Feb 10, 2010

Snow-verload, part 2


Back at home, we were prepared but facing new challenges. The lights went out temporarily and we thanked God and Father R that we had a generator. We kept in frequent contact with my parents an hour away. Father R had brought in supplies while in their neck on Monday so we knew they were supplied.
    I tried to maintain some routine in MeiWei's life. We couldn't afford to keep taking snow days along with the school system (who will be going until July it seems). While she worked on a map of--no kidding--Hawaii, she giggled about getting wet. "I knew it couldn't be rain because it's snowing!"
   I looked up and found drops coming from the ceiling.  Father R was concerned, but was busy with the plow.  When all was quiet and I was making lunch, I was alerted to a tapping sound nearby. Now the drips were coming from the middle of the room.   Snow piling up on the balcony over head was blocked and melting into the house!  First one, then two, then three pots were lined up on the floor. Father R came in and immediately headed for a ladder and a shovel. I tried to squelch the idea of going up on a ladder in a blizzard, but he  wouldn't be stopped. Thankfully, he got down the offending blockage  without harm and the leaking stopped.
    The doors on all sides began to be blocked and finding a way for the dog to relieve himself presented a new challenge. Dad R had shoveled a path early on but it had filled up. And opening the slider onto the deck brought in snow-filled gusts.
   The front door, protected in part by the porch roof, provided the only means of "escape" for the dog who still had to wade around ankle deep for a spot and ended up choosing the doormat.
     We expected the snow and wind to let up by nightfall, but it maintained the same pace. The radar showed us to be on the southern edge of a rotating ball of clouds spinning in place over the Mid-Atlantic.  We had played the board games we bought in prep for more cabin fever, had dinner, talked and read weather news until there was nothing left to talk or read about.
   Then Dad got the idea.
    He "double-dog dared" MeiWei to walk all the way out to the "potty patch" that he had just dug in the yard for the dog---in bare feet.   For a piece of chocolate.  And she agreed if he would do it too.  And he did. So Tai and I laughed and grabbed cameras and watched their Polar Bear Stroll.
    Then Tai was dared and she did it. And then MeiWei went out three more times. And I didn't and was accused of being a "wooss" and I agreed to that.
    And it snowed for another hour after everyone went to bed.
    And Baltimore has a new all-time, since 1884, record of total yearly snowfall of 74.5 inches. And it's only mid-February.

Snow-verload, part 1

The rumors became fact. Accuweather.com proved worthy of its name. First eight inches, no ten-twelve inches...no, 18-20...oh, we'll just have to see what we end up with but it'll be really bad, ok?
Act I was as you would expect from a first act, rather fun and exciting, a nice introduction to the play.
Act II is when the plot turns sour. And so did this storm.
Winter Storm Warnings on Tuesday turned to Blizzard Warnings on Wednesday until 7 pm. Those were later extended to 10 pm. Snowfall estimates were ever-climbing and drift estimates were added as winds drove the snow sideways for hours.

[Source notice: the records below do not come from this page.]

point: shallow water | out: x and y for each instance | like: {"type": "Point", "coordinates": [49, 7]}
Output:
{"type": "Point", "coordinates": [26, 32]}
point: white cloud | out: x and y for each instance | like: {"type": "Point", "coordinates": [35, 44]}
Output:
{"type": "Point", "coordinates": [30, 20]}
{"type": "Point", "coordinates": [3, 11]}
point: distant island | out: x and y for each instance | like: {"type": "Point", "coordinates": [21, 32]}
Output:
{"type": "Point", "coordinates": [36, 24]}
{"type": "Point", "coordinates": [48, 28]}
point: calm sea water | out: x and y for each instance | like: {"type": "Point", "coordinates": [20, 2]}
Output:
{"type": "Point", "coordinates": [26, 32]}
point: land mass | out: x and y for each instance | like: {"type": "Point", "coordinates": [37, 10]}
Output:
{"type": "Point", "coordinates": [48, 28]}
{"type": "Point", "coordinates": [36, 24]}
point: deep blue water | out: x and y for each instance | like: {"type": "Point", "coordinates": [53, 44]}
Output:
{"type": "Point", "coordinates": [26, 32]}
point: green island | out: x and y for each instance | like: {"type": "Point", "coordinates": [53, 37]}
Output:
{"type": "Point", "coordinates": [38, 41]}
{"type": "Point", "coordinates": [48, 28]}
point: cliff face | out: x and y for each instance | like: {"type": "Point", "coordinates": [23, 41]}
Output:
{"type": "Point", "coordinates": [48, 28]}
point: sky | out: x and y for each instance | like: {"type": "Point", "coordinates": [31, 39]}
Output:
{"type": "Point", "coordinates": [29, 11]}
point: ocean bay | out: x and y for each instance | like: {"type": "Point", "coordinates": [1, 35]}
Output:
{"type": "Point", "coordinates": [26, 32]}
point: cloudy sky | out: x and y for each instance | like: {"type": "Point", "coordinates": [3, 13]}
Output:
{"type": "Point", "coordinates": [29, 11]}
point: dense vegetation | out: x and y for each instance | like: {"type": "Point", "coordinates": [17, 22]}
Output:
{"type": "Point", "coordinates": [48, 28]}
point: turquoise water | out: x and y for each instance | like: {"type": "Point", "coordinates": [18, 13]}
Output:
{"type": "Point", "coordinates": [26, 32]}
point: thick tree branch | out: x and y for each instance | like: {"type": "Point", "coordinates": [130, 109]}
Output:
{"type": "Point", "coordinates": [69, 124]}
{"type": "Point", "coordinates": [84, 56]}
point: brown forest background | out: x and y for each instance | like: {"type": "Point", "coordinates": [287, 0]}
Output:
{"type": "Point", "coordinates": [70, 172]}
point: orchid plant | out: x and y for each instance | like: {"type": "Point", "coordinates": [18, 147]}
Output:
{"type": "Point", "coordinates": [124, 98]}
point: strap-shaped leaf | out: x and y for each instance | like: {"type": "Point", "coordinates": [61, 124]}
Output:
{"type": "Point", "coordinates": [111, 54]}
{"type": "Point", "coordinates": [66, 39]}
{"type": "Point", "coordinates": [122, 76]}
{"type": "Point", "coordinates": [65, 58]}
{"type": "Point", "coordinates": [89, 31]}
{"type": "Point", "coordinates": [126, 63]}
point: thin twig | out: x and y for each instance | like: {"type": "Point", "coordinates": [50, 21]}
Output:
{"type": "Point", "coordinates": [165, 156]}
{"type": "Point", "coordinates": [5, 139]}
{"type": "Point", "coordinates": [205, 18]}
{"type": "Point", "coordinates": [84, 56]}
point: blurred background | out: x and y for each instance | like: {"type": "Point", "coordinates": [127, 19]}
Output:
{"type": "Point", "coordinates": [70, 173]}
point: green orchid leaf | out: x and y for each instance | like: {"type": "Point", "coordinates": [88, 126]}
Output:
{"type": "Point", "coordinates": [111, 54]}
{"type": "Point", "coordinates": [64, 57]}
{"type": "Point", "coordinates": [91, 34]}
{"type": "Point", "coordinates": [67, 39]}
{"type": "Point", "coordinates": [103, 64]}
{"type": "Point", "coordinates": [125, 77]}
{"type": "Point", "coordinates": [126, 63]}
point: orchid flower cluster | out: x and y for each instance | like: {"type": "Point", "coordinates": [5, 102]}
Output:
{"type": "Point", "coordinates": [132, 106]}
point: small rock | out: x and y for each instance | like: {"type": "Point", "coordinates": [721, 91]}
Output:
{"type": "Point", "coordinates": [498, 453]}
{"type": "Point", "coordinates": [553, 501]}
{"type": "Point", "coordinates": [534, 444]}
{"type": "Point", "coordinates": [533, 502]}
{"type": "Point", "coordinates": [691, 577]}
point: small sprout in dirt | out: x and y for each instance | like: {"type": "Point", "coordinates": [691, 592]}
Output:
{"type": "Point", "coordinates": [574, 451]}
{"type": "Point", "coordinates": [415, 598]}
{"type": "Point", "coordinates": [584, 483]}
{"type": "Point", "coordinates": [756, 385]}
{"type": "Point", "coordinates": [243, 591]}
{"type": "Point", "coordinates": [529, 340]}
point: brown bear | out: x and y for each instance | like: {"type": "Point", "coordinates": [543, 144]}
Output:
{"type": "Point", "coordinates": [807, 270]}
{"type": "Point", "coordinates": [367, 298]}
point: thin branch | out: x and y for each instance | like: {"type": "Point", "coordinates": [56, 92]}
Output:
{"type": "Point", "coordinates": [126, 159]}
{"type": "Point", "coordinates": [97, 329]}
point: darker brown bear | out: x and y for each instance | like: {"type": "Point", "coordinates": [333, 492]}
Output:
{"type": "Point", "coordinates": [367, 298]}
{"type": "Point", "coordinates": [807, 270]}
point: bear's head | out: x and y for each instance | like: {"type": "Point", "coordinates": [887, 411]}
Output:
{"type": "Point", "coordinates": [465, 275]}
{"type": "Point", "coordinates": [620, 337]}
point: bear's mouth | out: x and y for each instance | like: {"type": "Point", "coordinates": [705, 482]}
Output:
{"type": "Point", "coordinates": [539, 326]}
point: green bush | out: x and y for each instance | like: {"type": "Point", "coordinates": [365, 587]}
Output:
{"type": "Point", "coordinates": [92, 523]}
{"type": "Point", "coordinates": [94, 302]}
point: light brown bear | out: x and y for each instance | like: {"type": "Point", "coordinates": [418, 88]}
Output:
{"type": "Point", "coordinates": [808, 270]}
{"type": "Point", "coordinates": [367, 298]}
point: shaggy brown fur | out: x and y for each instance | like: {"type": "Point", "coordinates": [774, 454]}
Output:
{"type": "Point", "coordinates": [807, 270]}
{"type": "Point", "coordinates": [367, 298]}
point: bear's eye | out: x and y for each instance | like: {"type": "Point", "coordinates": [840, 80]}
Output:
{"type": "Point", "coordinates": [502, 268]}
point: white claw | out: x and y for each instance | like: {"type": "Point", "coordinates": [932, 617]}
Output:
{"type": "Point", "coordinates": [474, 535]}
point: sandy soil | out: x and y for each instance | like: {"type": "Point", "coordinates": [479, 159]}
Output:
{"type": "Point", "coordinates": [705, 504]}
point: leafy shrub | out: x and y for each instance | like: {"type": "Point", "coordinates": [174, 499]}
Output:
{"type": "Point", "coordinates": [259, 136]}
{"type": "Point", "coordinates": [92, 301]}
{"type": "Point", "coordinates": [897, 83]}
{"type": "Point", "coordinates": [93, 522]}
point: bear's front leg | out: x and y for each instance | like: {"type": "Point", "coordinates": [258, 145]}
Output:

The night before I stumbled over to the We-Is market to get more food to last another week (the amount of time we expected to be house-bound) plus, more importantly, some wine. (Had enough of the must-have bread and toilet paper.) I walked the aisles in a stress-induced daze. An enterprising person had shoved a "Snowplower for Hire" sign under the counter's glasstop.

DH got home early and again went into lock-down mode with wood, wood pellets, shovels, salt, and snowblower. It was becoming a routine that was not welcome.
The snow began, grudgingly it seemed, around mid-afternoon. By nightfall a few inches had collected. (Any other year, that would have been noteworthy alone, possibly cancelling school.)

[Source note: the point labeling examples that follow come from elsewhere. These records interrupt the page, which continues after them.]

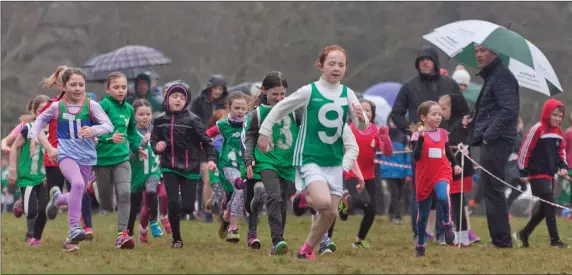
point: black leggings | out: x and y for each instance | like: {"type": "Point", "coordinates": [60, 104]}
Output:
{"type": "Point", "coordinates": [544, 189]}
{"type": "Point", "coordinates": [35, 200]}
{"type": "Point", "coordinates": [396, 190]}
{"type": "Point", "coordinates": [368, 209]}
{"type": "Point", "coordinates": [186, 205]}
{"type": "Point", "coordinates": [456, 202]}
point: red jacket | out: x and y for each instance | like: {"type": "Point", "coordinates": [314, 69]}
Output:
{"type": "Point", "coordinates": [369, 141]}
{"type": "Point", "coordinates": [542, 152]}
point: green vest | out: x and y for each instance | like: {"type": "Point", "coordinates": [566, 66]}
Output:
{"type": "Point", "coordinates": [284, 134]}
{"type": "Point", "coordinates": [31, 170]}
{"type": "Point", "coordinates": [230, 154]}
{"type": "Point", "coordinates": [142, 169]}
{"type": "Point", "coordinates": [320, 138]}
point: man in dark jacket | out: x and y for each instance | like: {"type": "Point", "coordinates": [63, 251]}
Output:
{"type": "Point", "coordinates": [493, 127]}
{"type": "Point", "coordinates": [429, 84]}
{"type": "Point", "coordinates": [211, 99]}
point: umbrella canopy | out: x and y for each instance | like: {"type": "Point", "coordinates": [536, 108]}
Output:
{"type": "Point", "coordinates": [383, 95]}
{"type": "Point", "coordinates": [92, 76]}
{"type": "Point", "coordinates": [130, 57]}
{"type": "Point", "coordinates": [528, 64]}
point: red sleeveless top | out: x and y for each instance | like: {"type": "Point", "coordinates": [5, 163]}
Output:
{"type": "Point", "coordinates": [432, 167]}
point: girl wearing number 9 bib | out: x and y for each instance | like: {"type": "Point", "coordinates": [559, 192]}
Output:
{"type": "Point", "coordinates": [433, 160]}
{"type": "Point", "coordinates": [145, 176]}
{"type": "Point", "coordinates": [80, 119]}
{"type": "Point", "coordinates": [319, 149]}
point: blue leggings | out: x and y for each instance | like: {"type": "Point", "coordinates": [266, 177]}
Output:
{"type": "Point", "coordinates": [424, 207]}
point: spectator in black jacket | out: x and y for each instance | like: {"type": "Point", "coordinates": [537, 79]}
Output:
{"type": "Point", "coordinates": [493, 126]}
{"type": "Point", "coordinates": [211, 99]}
{"type": "Point", "coordinates": [429, 84]}
{"type": "Point", "coordinates": [179, 136]}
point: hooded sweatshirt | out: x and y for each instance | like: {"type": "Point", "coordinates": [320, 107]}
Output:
{"type": "Point", "coordinates": [184, 134]}
{"type": "Point", "coordinates": [542, 152]}
{"type": "Point", "coordinates": [421, 88]}
{"type": "Point", "coordinates": [122, 117]}
{"type": "Point", "coordinates": [155, 100]}
{"type": "Point", "coordinates": [204, 106]}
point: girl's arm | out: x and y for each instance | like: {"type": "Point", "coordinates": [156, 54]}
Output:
{"type": "Point", "coordinates": [42, 120]}
{"type": "Point", "coordinates": [450, 155]}
{"type": "Point", "coordinates": [9, 139]}
{"type": "Point", "coordinates": [384, 142]}
{"type": "Point", "coordinates": [352, 100]}
{"type": "Point", "coordinates": [290, 104]}
{"type": "Point", "coordinates": [351, 149]}
{"type": "Point", "coordinates": [105, 126]}
{"type": "Point", "coordinates": [15, 154]}
{"type": "Point", "coordinates": [133, 136]}
{"type": "Point", "coordinates": [251, 137]}
{"type": "Point", "coordinates": [206, 141]}
{"type": "Point", "coordinates": [417, 145]}
{"type": "Point", "coordinates": [213, 131]}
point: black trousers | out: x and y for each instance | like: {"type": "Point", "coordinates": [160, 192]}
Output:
{"type": "Point", "coordinates": [277, 197]}
{"type": "Point", "coordinates": [544, 189]}
{"type": "Point", "coordinates": [186, 205]}
{"type": "Point", "coordinates": [494, 158]}
{"type": "Point", "coordinates": [396, 187]}
{"type": "Point", "coordinates": [368, 209]}
{"type": "Point", "coordinates": [35, 200]}
{"type": "Point", "coordinates": [456, 201]}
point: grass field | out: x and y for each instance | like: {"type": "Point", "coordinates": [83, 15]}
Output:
{"type": "Point", "coordinates": [391, 251]}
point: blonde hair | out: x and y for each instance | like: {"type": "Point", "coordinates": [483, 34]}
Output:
{"type": "Point", "coordinates": [33, 107]}
{"type": "Point", "coordinates": [54, 79]}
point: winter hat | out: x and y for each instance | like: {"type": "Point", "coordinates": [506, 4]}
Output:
{"type": "Point", "coordinates": [462, 77]}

Father Robin suggested that it was going to miss us; this was all we'd get.
But by bedtime, it picked up and snowed in earnest all the rest of the night. By morning there was around 6-8 inches. Then the storm truly began.
Snow came heavily all morning. At noon the wind also picked up, driving the snow sideways for most of the afternoon. White-outs were frequent.
At home, the girls and the dog went out to take video. Father R fired up Ol' Bess the Blower and headed out for another crawl up and down the driveway, harvesting the same "crop" he had spent hours on two days earlier. He found where the dog had relieved himself and blew it to smithereens over a bank.
Unlike the miraculous road conditions the county maintained in Act I, this time, the only thing going by were plows. And not often. By late in the day, even they had been called off the roads because of hazardous conditions.

You know it's getting bad when the plows get stuck.

Snow My Gosh

It began Friday, the 5th. Nobody could really imagine how it would end.

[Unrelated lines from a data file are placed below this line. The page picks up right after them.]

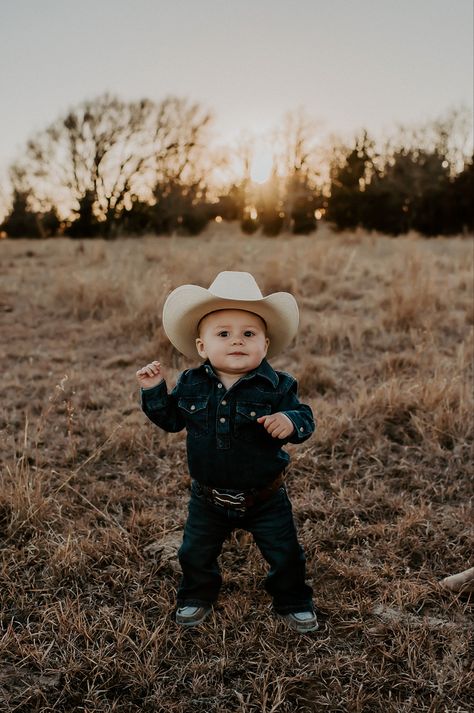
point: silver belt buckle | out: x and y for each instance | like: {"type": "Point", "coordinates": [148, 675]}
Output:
{"type": "Point", "coordinates": [236, 502]}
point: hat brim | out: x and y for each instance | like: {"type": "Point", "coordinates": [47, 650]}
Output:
{"type": "Point", "coordinates": [188, 304]}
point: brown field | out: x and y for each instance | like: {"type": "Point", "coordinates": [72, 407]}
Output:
{"type": "Point", "coordinates": [93, 496]}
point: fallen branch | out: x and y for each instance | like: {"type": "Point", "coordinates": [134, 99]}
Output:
{"type": "Point", "coordinates": [461, 582]}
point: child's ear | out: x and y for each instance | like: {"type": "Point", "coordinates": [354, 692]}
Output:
{"type": "Point", "coordinates": [200, 348]}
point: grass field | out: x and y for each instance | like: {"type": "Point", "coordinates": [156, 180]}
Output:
{"type": "Point", "coordinates": [93, 496]}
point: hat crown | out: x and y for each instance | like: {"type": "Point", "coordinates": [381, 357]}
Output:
{"type": "Point", "coordinates": [233, 285]}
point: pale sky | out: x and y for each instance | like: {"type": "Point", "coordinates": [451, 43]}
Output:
{"type": "Point", "coordinates": [349, 63]}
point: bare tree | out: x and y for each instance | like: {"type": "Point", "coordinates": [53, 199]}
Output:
{"type": "Point", "coordinates": [298, 162]}
{"type": "Point", "coordinates": [112, 151]}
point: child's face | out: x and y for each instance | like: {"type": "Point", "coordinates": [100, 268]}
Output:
{"type": "Point", "coordinates": [233, 340]}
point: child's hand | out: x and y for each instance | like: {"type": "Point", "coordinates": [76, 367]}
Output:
{"type": "Point", "coordinates": [277, 424]}
{"type": "Point", "coordinates": [150, 375]}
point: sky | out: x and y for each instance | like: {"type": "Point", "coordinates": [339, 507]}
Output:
{"type": "Point", "coordinates": [349, 64]}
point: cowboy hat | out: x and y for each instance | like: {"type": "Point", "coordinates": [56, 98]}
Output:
{"type": "Point", "coordinates": [187, 305]}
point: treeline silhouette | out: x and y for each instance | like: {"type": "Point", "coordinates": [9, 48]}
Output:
{"type": "Point", "coordinates": [110, 167]}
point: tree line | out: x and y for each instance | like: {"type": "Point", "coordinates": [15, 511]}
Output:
{"type": "Point", "coordinates": [109, 167]}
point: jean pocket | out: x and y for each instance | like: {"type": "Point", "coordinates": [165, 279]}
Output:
{"type": "Point", "coordinates": [196, 415]}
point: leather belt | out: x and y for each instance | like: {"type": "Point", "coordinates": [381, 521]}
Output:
{"type": "Point", "coordinates": [243, 500]}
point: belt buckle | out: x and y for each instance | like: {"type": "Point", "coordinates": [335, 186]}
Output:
{"type": "Point", "coordinates": [235, 502]}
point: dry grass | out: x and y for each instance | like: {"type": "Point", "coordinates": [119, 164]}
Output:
{"type": "Point", "coordinates": [93, 496]}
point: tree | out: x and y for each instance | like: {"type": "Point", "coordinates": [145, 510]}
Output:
{"type": "Point", "coordinates": [21, 221]}
{"type": "Point", "coordinates": [350, 172]}
{"type": "Point", "coordinates": [298, 164]}
{"type": "Point", "coordinates": [105, 153]}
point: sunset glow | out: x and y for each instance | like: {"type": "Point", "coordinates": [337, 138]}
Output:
{"type": "Point", "coordinates": [262, 165]}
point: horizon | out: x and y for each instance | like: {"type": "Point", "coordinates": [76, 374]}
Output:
{"type": "Point", "coordinates": [372, 66]}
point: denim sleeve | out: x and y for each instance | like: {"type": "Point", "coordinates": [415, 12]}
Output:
{"type": "Point", "coordinates": [299, 414]}
{"type": "Point", "coordinates": [162, 408]}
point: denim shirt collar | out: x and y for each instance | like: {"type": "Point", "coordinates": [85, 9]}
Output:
{"type": "Point", "coordinates": [264, 369]}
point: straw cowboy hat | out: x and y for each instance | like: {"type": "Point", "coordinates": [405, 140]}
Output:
{"type": "Point", "coordinates": [188, 304]}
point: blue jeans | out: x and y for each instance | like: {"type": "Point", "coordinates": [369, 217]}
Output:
{"type": "Point", "coordinates": [272, 526]}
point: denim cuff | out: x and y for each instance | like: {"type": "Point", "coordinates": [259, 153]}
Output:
{"type": "Point", "coordinates": [154, 398]}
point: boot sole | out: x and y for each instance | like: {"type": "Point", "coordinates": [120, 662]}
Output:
{"type": "Point", "coordinates": [192, 622]}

It was predicted to be a "ten-loafer". In this area, where an inch of snow can send the cities into paroxysms of panic, people's anxiety can be measured by how many loaves of bread they will stock up on. (Packages of toilet paper can be substituted.) Three loaves means school will be closed for a day. At five-loaves,a foot of snow and so on. People in the Mid-Atlantic must eat a lot of french toast before shoveling.
This storm prediction emptied shelves. Bread, toilet paper, coffee, booze, you name it. Whatever your priority.
At our house, I had placed a sizable order from Peapod home delivery. My DH had stocked wood in the garage and filled the snowblower's gas tank. We were ready for it. And it came. And we saw. And it conquered. Twenty-two inches piled up in our yard.
The birds went through five pounds of seed in 24 hours. The dog couldn't see over the swath cut by the snowblower. The cat was thrown outside in the morning by well-meaning MeiWei and crept under the deck where he remained throughout the storm. We worried he would be buried alive. (He surfaced at dusk.)
Tai escorted MeiWei to her friend's house to sleepover. The snow was knee deep and took them twenty minutes to walk to the next house a couple acres away.
While playing there, Mei got her boot stuck in a snowbank, pulled out her foot and ran inside in her sock. Upon returning, no one could find the boot. The plow had been through since, completing the burial. We were some of the two dozen exhausted customers at Wally World the next day--one of the few places even open--where we searched frantically for replacements.

Then we began hearing rumors of another storm coming.